ART. 8º—Los resultados de los exámenes realizados se publicarán en un lugar visible de la junta central de contadores y de las juntas seccionales, dentro de los treinta (30) días siguientes a su realización.

ART. 9º—La junta central de contadores expedirá a cada solicitante de inscripción el certificado de aprobación respectivo, el cual le da derecho a obtener su inscripción como contador público, a favor de quien se expedirá la tarjeta profesional, según el procedimiento establecido en la Resolución 45 de 1998.

ART. 10.—La presente resolución adiciona la Resolución 45 de 1998 y rige a partir del 1º de enero de mil novecientos noventa y nueve (1999)”.

Resolución 60 de julio 8 de 1999 

ART. 2º—Al formulario de solicitud de inscripción deberán anexarse los siguientes documentos, en su orden:

a) Fotocopia de la cédula de ciudadanía;

b) Tres (3) fotos tamaño cédula, según las especificaciones señaladas en el formulario de inscripción;

c) Fotocopia del acta de grado expedida por la universidad que otorgó el título;

d) Certificado de experiencia contable, en los términos previstos en el capítulo II de esta resolución;

e) Certificado de existencia y representación legal del ente económico que certifica la experiencia laboral contable, expedido por la cámara de comercio del lugar de su domicilio, dentro de los seis meses anteriores a la fecha de presentación de la solicitud. Cuando se trate de experiencia contable certificada por entidades públicas, no se requerirá prueba de su existencia, y

f) Copia al carbón y fotocopia del recibo de consignación del valor de la inscripción profesional, vigente a la fecha de radicación de la solicitud, donde conste el timbre de la caja receptora o, en su defecto, el sello de la entidad correspondiente.

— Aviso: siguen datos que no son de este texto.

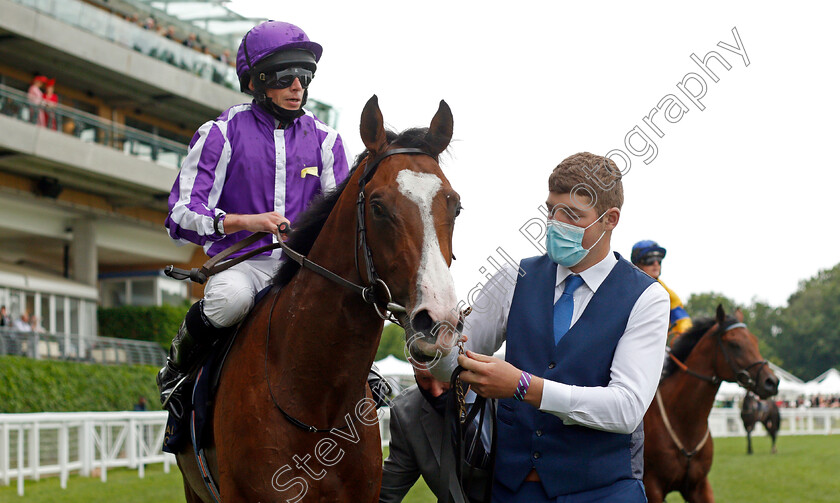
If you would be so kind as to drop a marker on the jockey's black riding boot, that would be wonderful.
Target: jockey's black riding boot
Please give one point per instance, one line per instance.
(379, 387)
(188, 350)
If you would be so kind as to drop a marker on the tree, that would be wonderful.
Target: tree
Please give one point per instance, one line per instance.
(808, 339)
(702, 305)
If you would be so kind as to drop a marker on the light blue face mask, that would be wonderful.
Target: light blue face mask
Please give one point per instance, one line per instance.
(564, 242)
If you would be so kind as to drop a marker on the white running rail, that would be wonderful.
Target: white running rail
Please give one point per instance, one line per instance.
(56, 443)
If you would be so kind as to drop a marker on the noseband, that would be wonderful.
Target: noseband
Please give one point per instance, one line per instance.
(377, 292)
(742, 376)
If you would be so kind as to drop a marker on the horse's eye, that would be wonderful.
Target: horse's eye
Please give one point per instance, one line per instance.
(377, 209)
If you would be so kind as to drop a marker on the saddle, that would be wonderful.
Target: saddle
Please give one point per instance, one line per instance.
(195, 416)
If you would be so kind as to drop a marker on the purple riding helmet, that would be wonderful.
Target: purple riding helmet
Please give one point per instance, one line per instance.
(273, 45)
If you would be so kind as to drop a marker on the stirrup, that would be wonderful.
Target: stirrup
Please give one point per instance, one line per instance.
(170, 394)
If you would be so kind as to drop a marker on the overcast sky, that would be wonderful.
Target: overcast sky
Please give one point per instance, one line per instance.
(743, 194)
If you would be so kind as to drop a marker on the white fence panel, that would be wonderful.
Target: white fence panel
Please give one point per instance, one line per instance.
(815, 421)
(56, 443)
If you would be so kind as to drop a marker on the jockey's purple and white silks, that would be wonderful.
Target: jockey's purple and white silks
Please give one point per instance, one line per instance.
(242, 163)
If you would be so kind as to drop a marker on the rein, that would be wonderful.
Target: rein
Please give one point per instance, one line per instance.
(372, 294)
(456, 420)
(742, 376)
(672, 433)
(748, 382)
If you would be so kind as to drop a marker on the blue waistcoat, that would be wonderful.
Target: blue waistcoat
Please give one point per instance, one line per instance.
(572, 458)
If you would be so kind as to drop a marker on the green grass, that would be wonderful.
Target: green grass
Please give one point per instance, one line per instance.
(123, 485)
(804, 471)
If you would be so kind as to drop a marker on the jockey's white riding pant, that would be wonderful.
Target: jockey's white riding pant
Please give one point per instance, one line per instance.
(229, 295)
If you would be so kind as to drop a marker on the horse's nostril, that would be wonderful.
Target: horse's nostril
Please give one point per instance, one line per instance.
(422, 322)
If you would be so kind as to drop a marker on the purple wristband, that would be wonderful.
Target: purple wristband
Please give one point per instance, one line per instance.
(522, 388)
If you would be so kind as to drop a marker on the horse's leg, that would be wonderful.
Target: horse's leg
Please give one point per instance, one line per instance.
(772, 430)
(653, 491)
(700, 493)
(194, 487)
(191, 496)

PAR. 1º—Cuando se trate de entidades que por mandato legal no estén obligadas a inscribirse en la cámara de comercio, se deberá acompañar a la solicitud de inscripción, certificado de existencia y representación legal expedido por el organismo de inspección, vigilancia y control correspondiente.

PAR. 2º—La fotocopia autenticada de la visa de residente, expedida de conformidad con las normas legales vigentes, mediante la cual se acredite domicilio ininterrumpido en Colombia por espacio mínimo de tres (3) años, suplirá la cédula de ciudadanía, cuando el solicitante de inscripción sea extranjero.

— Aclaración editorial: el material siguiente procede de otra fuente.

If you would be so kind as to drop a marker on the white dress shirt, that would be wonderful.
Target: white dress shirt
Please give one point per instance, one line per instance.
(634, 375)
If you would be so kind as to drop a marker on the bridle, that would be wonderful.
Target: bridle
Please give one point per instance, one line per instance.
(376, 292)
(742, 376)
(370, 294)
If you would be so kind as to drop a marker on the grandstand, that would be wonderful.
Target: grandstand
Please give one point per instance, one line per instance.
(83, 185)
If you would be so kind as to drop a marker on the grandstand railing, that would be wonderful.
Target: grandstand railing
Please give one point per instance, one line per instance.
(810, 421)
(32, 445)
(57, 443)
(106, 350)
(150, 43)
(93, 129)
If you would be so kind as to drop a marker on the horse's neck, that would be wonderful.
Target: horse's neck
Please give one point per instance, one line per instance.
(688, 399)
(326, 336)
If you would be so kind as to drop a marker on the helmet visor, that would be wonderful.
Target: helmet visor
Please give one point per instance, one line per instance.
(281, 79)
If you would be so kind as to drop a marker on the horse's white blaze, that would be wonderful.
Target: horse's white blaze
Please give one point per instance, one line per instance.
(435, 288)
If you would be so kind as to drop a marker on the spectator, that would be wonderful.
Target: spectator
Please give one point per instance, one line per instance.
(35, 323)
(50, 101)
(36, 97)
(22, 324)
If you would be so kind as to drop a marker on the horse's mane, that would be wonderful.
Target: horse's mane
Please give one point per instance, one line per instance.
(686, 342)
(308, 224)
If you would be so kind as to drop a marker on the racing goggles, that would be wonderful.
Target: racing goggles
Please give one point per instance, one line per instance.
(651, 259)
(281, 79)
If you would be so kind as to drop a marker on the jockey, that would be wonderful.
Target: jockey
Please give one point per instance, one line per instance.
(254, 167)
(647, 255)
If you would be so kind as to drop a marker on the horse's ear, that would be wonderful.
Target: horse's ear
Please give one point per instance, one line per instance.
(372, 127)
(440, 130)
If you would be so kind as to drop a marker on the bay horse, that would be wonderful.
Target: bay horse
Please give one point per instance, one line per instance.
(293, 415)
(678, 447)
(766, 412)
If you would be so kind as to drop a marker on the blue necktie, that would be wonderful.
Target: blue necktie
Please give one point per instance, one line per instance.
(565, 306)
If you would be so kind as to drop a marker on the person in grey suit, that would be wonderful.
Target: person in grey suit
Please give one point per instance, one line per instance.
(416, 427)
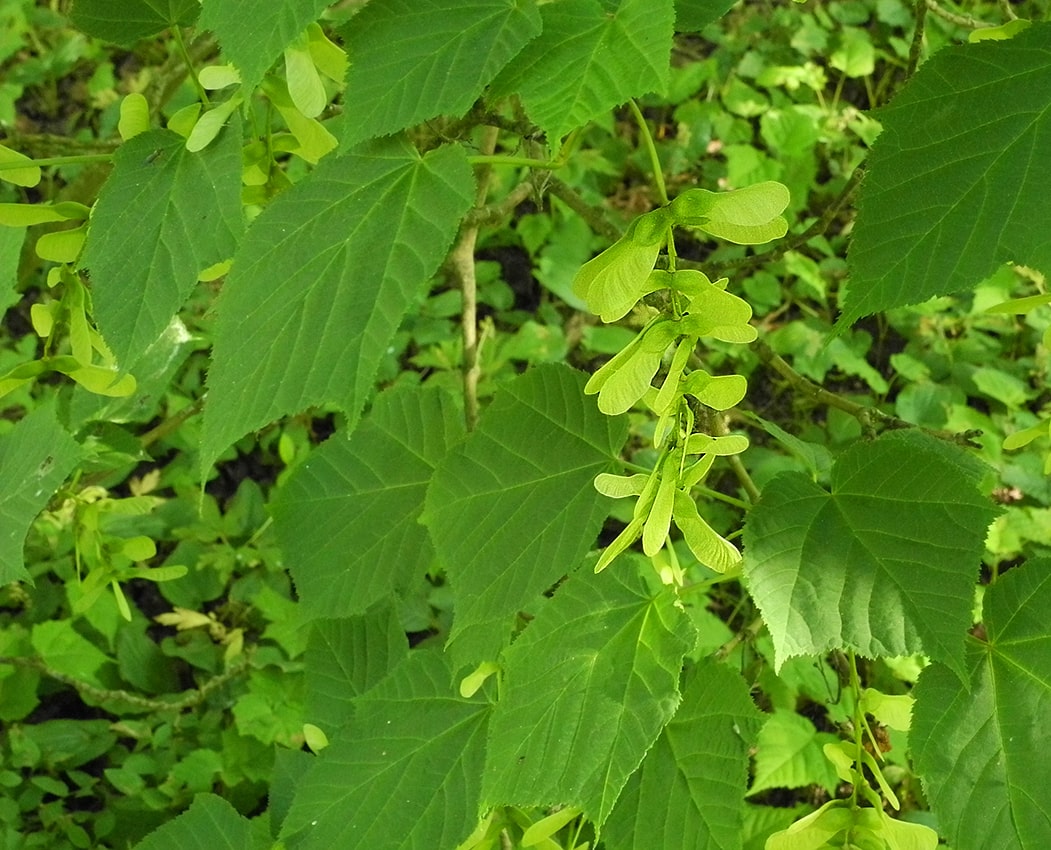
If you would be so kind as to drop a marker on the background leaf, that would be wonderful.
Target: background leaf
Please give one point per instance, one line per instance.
(348, 518)
(36, 456)
(885, 563)
(688, 793)
(253, 35)
(347, 657)
(588, 687)
(405, 774)
(981, 746)
(210, 822)
(162, 218)
(402, 75)
(322, 282)
(956, 183)
(512, 510)
(125, 21)
(589, 60)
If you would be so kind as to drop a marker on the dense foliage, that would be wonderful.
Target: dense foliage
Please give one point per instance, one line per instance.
(469, 425)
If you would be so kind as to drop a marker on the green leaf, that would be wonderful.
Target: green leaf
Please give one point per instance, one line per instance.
(255, 40)
(210, 822)
(688, 793)
(322, 281)
(347, 657)
(163, 215)
(513, 510)
(405, 774)
(885, 563)
(348, 517)
(954, 187)
(589, 60)
(413, 61)
(66, 650)
(789, 754)
(747, 216)
(125, 21)
(588, 688)
(693, 16)
(36, 456)
(980, 746)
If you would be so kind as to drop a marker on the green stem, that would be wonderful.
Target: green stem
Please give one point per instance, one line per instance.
(506, 159)
(181, 44)
(75, 160)
(647, 142)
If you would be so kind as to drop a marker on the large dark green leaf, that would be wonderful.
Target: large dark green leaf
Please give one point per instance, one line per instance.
(589, 60)
(36, 456)
(885, 563)
(347, 657)
(164, 215)
(412, 60)
(959, 182)
(322, 282)
(588, 688)
(126, 21)
(512, 510)
(405, 774)
(209, 824)
(981, 748)
(348, 518)
(254, 41)
(688, 793)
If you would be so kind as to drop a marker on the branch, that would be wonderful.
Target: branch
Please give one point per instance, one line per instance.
(595, 216)
(190, 699)
(816, 229)
(868, 417)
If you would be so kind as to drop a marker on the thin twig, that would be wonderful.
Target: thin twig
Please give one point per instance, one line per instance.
(960, 20)
(816, 229)
(868, 417)
(595, 216)
(461, 262)
(918, 35)
(191, 698)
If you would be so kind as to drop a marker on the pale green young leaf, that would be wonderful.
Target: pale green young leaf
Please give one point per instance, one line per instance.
(254, 41)
(789, 754)
(512, 509)
(348, 517)
(210, 124)
(406, 772)
(980, 746)
(688, 792)
(25, 175)
(303, 80)
(884, 563)
(589, 686)
(413, 60)
(589, 60)
(712, 550)
(210, 822)
(162, 216)
(345, 658)
(949, 198)
(613, 282)
(36, 456)
(659, 519)
(619, 486)
(125, 22)
(720, 392)
(28, 214)
(135, 116)
(322, 281)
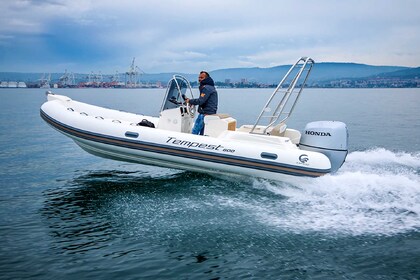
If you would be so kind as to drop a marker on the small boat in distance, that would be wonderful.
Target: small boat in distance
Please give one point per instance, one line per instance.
(266, 149)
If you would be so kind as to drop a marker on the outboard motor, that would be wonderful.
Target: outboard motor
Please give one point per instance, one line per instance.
(329, 138)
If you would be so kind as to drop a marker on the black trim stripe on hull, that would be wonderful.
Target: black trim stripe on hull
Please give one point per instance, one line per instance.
(181, 152)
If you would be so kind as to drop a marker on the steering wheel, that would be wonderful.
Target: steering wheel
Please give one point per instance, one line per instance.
(190, 108)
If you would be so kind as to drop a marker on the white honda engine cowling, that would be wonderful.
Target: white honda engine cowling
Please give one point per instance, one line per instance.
(329, 138)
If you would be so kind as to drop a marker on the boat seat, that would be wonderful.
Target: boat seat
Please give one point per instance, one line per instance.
(217, 123)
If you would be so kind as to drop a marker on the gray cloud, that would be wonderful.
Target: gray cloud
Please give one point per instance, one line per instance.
(187, 36)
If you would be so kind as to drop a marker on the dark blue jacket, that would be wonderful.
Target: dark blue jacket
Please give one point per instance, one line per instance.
(207, 102)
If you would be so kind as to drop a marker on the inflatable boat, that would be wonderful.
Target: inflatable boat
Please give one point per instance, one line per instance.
(266, 149)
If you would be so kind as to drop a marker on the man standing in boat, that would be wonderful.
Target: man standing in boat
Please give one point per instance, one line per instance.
(207, 102)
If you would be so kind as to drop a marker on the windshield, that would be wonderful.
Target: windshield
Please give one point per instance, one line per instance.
(178, 88)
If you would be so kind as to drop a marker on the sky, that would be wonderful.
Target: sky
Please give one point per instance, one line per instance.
(187, 36)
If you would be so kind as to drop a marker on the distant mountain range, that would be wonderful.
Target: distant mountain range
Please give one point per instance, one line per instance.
(323, 72)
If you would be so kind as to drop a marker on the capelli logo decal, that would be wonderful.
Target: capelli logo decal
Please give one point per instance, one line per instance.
(303, 158)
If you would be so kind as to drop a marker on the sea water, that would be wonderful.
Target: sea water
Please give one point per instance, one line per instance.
(65, 214)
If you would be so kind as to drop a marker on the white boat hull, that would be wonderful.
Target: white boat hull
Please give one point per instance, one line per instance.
(113, 134)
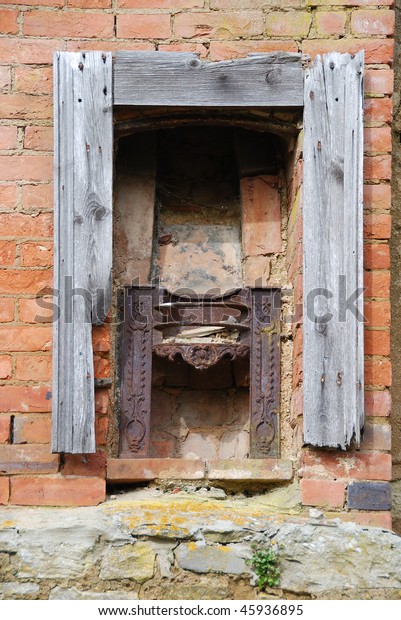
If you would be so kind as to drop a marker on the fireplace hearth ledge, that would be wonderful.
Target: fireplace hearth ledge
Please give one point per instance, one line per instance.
(256, 470)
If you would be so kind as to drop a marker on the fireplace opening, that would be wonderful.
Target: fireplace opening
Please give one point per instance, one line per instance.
(199, 265)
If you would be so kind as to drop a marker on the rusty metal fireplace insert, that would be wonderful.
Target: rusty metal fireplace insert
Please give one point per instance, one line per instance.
(242, 326)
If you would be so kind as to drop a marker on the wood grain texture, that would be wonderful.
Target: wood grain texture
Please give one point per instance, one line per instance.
(83, 237)
(333, 244)
(181, 79)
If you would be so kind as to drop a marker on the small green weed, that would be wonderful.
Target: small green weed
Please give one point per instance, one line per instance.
(266, 564)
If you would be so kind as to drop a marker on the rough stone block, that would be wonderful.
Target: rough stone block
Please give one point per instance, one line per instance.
(199, 446)
(369, 496)
(201, 558)
(134, 561)
(17, 591)
(73, 594)
(130, 470)
(234, 445)
(266, 470)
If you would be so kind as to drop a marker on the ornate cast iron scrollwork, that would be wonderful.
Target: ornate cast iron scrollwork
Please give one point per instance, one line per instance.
(201, 356)
(265, 378)
(259, 340)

PAR. 3º—Cuando por causa ininmputable al peticionario, se haya ordenado el archivo de la solicitud presentada, el interesado deberá demostrar el pago del valor de la inscripción profesional, vigente en la fecha de solicitud de desarchivo.

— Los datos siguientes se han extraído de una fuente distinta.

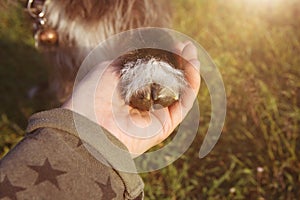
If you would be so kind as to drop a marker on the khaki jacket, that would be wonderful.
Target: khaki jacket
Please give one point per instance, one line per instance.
(66, 156)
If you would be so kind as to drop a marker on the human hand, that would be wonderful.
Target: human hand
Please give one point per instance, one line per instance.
(138, 130)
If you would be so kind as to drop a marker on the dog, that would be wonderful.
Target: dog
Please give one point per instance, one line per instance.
(67, 30)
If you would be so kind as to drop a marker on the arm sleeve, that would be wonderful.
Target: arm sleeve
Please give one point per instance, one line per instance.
(66, 156)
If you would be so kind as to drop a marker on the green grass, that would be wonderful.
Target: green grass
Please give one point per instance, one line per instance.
(256, 46)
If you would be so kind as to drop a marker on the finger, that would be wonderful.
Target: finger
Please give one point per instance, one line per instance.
(179, 47)
(179, 110)
(192, 75)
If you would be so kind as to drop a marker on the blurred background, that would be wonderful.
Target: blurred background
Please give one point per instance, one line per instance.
(256, 46)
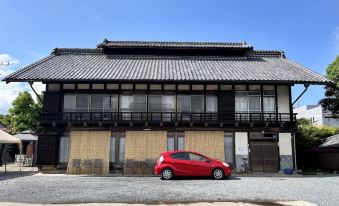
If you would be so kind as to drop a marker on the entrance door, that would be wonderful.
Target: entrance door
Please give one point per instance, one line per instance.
(264, 156)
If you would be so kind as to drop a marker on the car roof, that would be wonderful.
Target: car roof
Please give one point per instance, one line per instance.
(177, 151)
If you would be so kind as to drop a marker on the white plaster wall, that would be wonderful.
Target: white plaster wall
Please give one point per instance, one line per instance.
(316, 114)
(283, 98)
(285, 143)
(241, 143)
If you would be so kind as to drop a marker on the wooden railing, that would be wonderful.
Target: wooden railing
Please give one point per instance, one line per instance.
(156, 117)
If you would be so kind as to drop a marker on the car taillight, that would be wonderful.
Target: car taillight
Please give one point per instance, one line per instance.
(161, 158)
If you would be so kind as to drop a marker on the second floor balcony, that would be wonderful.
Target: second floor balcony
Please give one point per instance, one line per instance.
(168, 117)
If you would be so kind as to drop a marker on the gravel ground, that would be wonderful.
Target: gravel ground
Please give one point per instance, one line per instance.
(81, 189)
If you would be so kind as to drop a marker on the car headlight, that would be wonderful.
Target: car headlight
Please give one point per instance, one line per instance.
(161, 159)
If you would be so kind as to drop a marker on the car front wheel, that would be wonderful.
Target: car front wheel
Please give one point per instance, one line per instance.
(218, 174)
(166, 174)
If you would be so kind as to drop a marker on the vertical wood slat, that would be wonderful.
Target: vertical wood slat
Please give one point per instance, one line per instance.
(47, 153)
(209, 143)
(89, 145)
(142, 145)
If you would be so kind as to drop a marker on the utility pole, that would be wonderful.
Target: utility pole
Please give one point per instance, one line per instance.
(4, 63)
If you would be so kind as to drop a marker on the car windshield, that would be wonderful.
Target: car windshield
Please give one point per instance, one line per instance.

ART. 8º—En acatamiento de lo ordenado por el Decreto 1510 y la Resolución 145 de 1998, la junta central de contadores efectuará pruebas de comprobación, mediante la aplicación de exámenes referidos al área de experiencia contable certificada, a los contadores públicos solicitantes de inscripción profesional”.

Antes de entrar al examen de fondo de los cargos presentados en la demanda, advierte la Sala que mediante fallo de esta sección (1) se declaró la nulidad de la expresión “incluida la práctica de pruebas al contador público solicitante” contenida en el artículo 1º, inciso 2º del Decreto 1510 de agosto 4 de 1998, expedido por el Gobierno Nacional, por lo que, en relación con este aparte habrá que atenerse a lo expuesto en el fallo en mención.

(1) Fallo de noviembre 4 de 1999, expediente 5271. Actora Rubiela Vidal Montenegro. Consejero ponente doctor Gabriel Eduardo Mendoza Martelo.

Lo anterior, por cuanto, a pesar de que se demandó la totalidad del artículo 1º del Decreto 1510 de 1998, el cargo sólo está dirigido a la exigencia de pruebas de comprobación de conocimientos como requisito para obtención de la tarjeta profesional de contador público.

En cuanto a la solicitud de la nulidad de las resoluciones 145 de diciembre 1º de 1998 y 60 de julio 8 de 1999, expedida por la junta central de contadores, se tiene que dichos actos fueron derogados en virtud de la expedición de las resoluciones 117 y 116 de 1999, respectivamente.

Sin embargo, acogiendo la tesis sentada por la Sala Plena en decisión de fecha 14 de enero de 1991 (Exp. S-157, C.P. Dr. Carlos Gustavo Arrieta Padilla), se procederá al examen de fondo de dichos actos en atención a los efectos que pudieron causar durante el lapso de su vigencia.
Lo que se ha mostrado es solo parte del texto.